Die Bundesregierung hat Tunesien, Marokko und Algerien im Zuge der Flüchtlingskrise zu sicheren Herkunftsländern erklärt, obwohl dort Homosexuelle individuell verfolgt werden. Wie Amnesty International anführt, verurteilten etwa Gerichte im marokkanischen Oujda und in Rabat 2015 fünf Männer wegen unsittlichen Verhaltens und homosexueller Handlungen zu Gefängnisstrafen von bis zu drei Jahren, die später auf fünf Monate reduziert und zur Bewährung ausgesetzt wurden. In Tunesien mussten 2015 mehrere Männer wegen homosexueller Handlungen ins Gefängnis. Zuvor waren sie gegen ihren Willen anal untersucht worden, wie Ende April in einer Expertenanhörung im Bundestag deutlich wurde.  

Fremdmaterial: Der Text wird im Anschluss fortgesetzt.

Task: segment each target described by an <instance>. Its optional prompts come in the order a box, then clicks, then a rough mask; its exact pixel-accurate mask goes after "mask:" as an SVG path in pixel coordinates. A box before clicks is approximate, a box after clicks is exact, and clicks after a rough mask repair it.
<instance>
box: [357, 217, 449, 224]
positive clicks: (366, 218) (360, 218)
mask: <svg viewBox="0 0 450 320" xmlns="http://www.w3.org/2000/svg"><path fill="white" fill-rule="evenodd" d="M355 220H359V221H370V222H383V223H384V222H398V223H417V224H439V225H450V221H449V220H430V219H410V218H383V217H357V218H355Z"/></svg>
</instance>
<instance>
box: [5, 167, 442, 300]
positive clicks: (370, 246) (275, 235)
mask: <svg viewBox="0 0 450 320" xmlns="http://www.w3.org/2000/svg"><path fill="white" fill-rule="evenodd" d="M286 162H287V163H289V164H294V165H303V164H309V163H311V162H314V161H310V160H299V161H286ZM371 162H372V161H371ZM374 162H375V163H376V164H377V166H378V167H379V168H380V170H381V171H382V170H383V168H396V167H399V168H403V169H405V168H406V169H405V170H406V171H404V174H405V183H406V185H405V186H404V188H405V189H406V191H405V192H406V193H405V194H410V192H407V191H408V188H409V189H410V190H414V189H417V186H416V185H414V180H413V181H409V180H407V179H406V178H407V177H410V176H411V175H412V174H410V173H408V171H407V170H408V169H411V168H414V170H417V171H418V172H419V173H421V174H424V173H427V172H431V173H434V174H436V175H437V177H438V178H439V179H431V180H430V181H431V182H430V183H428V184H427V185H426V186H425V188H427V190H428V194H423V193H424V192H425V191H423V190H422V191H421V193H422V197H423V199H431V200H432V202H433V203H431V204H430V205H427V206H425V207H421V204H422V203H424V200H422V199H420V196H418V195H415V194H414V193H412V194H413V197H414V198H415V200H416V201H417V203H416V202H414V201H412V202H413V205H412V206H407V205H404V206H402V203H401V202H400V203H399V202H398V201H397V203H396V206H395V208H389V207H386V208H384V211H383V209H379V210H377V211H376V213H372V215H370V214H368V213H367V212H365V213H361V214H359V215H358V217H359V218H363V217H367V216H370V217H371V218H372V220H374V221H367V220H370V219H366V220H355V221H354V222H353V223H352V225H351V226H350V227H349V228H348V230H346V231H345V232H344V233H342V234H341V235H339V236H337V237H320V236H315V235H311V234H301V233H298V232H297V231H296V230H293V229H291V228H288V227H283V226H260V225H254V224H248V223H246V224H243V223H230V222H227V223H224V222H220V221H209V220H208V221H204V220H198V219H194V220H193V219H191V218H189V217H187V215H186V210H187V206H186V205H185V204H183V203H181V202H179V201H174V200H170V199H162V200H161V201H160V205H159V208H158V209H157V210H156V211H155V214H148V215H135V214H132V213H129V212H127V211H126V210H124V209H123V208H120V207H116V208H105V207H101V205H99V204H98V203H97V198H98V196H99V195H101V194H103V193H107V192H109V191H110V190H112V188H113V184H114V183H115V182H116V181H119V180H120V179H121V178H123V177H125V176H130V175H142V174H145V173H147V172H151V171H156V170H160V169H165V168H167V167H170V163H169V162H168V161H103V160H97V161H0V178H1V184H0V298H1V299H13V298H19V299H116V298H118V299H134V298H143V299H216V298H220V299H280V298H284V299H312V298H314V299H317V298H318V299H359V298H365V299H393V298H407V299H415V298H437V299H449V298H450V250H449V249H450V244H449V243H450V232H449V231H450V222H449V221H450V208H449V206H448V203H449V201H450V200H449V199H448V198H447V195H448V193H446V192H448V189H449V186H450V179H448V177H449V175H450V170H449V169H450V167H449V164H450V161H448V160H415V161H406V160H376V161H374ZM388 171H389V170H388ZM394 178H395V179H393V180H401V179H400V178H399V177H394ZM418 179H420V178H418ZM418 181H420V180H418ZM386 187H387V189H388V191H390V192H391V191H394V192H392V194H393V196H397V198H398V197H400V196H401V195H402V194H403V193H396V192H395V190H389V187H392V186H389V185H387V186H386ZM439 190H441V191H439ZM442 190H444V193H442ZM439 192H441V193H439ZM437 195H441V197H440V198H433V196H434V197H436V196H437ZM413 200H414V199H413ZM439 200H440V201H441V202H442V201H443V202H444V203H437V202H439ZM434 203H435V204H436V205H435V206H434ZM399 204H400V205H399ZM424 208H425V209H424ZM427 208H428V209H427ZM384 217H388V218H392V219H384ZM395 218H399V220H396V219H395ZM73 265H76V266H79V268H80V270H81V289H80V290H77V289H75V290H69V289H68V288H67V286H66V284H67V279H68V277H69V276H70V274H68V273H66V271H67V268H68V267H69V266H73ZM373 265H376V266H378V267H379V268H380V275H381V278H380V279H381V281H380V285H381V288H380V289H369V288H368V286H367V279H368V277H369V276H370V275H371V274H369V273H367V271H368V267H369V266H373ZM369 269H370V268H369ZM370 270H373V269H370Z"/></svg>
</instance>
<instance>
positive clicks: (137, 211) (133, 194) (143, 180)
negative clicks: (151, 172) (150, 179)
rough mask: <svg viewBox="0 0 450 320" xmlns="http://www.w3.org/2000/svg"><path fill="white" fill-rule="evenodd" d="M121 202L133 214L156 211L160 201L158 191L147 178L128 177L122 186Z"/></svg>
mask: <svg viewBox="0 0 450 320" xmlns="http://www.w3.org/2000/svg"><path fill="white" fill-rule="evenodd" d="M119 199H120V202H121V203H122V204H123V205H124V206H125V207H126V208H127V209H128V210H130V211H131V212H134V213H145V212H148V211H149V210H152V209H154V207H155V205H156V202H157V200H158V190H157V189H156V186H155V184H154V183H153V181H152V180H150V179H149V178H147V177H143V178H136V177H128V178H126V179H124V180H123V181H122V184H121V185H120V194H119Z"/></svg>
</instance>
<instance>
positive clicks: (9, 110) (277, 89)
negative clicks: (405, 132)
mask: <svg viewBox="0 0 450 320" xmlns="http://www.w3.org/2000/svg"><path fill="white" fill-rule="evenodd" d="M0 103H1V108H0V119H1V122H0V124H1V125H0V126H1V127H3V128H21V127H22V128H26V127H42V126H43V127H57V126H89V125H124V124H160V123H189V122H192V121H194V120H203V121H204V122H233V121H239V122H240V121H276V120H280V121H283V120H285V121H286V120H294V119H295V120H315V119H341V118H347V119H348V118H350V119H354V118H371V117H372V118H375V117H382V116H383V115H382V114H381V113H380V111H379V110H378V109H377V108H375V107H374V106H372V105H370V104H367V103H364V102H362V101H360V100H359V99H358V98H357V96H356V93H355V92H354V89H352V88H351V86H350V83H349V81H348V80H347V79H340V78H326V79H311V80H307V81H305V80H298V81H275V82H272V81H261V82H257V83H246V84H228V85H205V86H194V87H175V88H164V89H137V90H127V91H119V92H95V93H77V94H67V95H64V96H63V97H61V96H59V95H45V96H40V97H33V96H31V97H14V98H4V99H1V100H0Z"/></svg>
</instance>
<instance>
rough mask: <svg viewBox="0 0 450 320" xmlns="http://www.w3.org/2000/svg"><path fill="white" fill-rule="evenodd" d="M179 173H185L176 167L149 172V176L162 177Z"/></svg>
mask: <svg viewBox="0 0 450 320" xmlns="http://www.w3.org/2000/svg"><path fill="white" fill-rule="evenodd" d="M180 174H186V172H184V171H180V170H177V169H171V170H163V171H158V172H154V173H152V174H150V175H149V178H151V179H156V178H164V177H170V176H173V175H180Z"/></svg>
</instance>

Damit könnten Flüchtlinge aus Deutschland in diese Länder zurückgeschickt werden, obwohl die Verfolgung Homosexueller in diesem Staaten nicht nur gesetzlich möglich und vorgesehen ist, sondern auch praktisch vollzogen wird. In Marokko kann Homosexualität mit bis zu drei Jahren Haft oder Geldstrafe geahndet werden. In Tunesien werden laut Strafgesetzbuch Paragraf 230 "Sodomie und Lesbianismus" ebenfalls mit bis zu drei Jahren Haft bestraft. 

Die Grünen verlangen jetzt, die Bundesregierung solle die Entscheidung sofort zurückziehen, da sie gegen das Grundgesetz verstoße und europäisches Recht verletze. "Die Bundesregierung interessiert sich nicht für die Situation von Lesben und Schwulen in den Maghreb-Staaten, wo einvernehmliche gleichgeschlechtliche Handlungen bestraft werden, kritisiert der Innenpolitiker Volker Beck, der sich auch stark für die Rechte Homosexueller und für die Einhaltung der Menschenrechte einsetzt.  

Die Bundesregierung argumentiert, sie habe "die Frage der Strafbarkeit von homosexuellen Handlungen" bei der Entscheidung berücksichtigt. Homosexuelle seien in den Staaten "nicht grundsätzlich und systematisch als Personen- und Bevölkerungsgruppe verfolgt". "Nach Erkenntnissen der Bundesregierung findet auch grundsätzlich keine gezielte Verfolgung von Einzelpersonen wegen ihrer Homosexualität statt." Während die Grünen also die Strafen gegen einzelne Homosexuelle bereits als Problem sehen, beruft sich die Regierung darauf, dass die Polizei in den Staaten nicht aktiv nach Homosexuellen sucht, um sie zu bestrafen.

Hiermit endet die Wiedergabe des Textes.